Анализируя аналогичные примеры в западных социальных науках, Р. Брубейкер делает вывод о том, что категория «идентичность» вследствие её аналитической перегруженности, размытости и двусмысленности в настоящее время уже не является адекватным и необходимым методологическим инструментом и предлагает от неё отказаться и, например, изучать такие социальные феномены, как «разговоры об идентичностях» или «политики идентичности», не придавая этим понятиям аналитического значения. В качестве функциональных аналитических эквивалентов для обозначения предметной области «идентичности» он отдаёт предпочтение категориям «идентификации», по его мнению, лишённой овеществляющих коннотации «идентичности», и «самопонимания» как в достаточной степени рефлексивного, самореферентного и предполагающего некоторую артикуляцию когнитивного и эмоционального опыта «групповости» понятия [3. С. 97], в то время как официально декларированная и признанная идентичность группы может быть ей навязана.
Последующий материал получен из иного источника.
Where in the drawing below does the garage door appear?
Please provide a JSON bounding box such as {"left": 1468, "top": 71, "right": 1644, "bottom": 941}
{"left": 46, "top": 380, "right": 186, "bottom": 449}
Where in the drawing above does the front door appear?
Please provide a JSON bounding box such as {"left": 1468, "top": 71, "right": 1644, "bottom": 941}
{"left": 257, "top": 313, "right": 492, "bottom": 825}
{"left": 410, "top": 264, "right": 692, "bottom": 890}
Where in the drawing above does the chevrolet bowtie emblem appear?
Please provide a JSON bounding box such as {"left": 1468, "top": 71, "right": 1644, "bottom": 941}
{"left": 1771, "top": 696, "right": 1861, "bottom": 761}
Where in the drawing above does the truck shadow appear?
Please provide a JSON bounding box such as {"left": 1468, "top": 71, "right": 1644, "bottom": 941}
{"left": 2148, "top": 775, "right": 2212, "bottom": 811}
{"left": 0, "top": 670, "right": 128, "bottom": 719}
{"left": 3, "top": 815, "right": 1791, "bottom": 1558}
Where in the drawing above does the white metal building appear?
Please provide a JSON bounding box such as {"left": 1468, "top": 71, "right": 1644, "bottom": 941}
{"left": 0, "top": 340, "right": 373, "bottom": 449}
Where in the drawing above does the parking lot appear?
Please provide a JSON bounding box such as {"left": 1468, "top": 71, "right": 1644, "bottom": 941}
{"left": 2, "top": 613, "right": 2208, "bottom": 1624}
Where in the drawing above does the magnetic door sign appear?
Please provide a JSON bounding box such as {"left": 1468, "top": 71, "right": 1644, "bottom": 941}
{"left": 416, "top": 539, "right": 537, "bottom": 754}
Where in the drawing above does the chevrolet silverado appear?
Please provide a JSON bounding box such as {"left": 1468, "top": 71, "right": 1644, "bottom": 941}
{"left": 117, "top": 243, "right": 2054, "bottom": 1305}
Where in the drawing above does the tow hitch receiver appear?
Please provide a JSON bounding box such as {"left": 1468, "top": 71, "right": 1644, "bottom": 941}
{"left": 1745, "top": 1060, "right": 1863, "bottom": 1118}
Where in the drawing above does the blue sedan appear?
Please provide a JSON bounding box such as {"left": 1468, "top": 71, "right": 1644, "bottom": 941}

Последняя разновидность социальных идентификаций обычно рассматривается в качестве продукта «политики идентичности», являющейся продуктом социологического изучения с 90-х гг. XX в. и в англоязычном академическом дискурсе обозначаемой понятиями «politics of identity» или «identity policy», в зависимости от «социальной базы» (соответственно отдельных социальных групп или сообщества (страны или административного региона) в целом, чьи интересы представляет policy - государственная политика). Содержательно термин «politics of identity» (как и синонимичный термин Р. Брубейкера «politics of difference») в интерпретации К. Калхуна (1994) восходит непосредственно к категории «управление идентичностью» в социологии И. Гофмана в значении манипуляции индивидом собственной «виртуальной идентичностью» - совокупностью представлений и ожиданий других людей в отношении его личностных качеств и социального поведения - посредством «управления впечатлениями» окружающих [6].
К. Калхун во введении к книге «Социальная теория и политики идентичности», ссылаясь на И. Гофмана, определяет в качестве приоритетных объектов исследования такие аспекты конструирования идентичностей, как социальные перформансы, связанные с исполнением существующих или созданием новых групповых ролей, дискурсы, придающие социальную значимость этим ролям или преуменьшающие её, их влияние на фрагментацию «самостей», основанных на множественных статусах, разногласия или политическую борьбу вокруг социальных ролей [21. P. 15]. Понятие «политики идентичности» он использует для обозначения социальных интеракций, манипуляций и самопрезентаций в публичной сфере, предпринимаемых членами социальных групп, в особенности стигматизированных, дискриминируемых или игнорируемых институтами власти, с целью решения проблемы социального признания [21. P. 20].
Впоследствии понятие «политики идентичности» в зарубежных и отечественных социальных науках стало рассматриваться в широком смысле, включая государственную политику (policy) воздействия на общественное мнение посредством, по выражению Р. Брубейкера, «рутинного обращения к идентитарному фрейму» с целью формирования солидарной национальной идентичности у граждан страны [3. С. 122]. Так, М. Биллиг в процессе изучения феномена патриотизма по отношению к современному национальному государству как «банального национализма» фокусирует внимание на патриотической риторике государственных деятелей, которые восхваляют свою страну и постоянно апеллируют к национальной идентичности избирателей, чтобы получить их поддержку и узаконить своё право говорить от их имени: «Когда слова, создающие родину, используются регулярно, «нам» незаметно напоминают, кто «мы» и где «мы». «Мы» опознаемся даже без упоминания. В этом отношении национальная идентичность представляет собой привычный образ речи и слушания; это - форма жизни, которая привычно закрывает входную дверь и запечатывает границы» [2. С. 50].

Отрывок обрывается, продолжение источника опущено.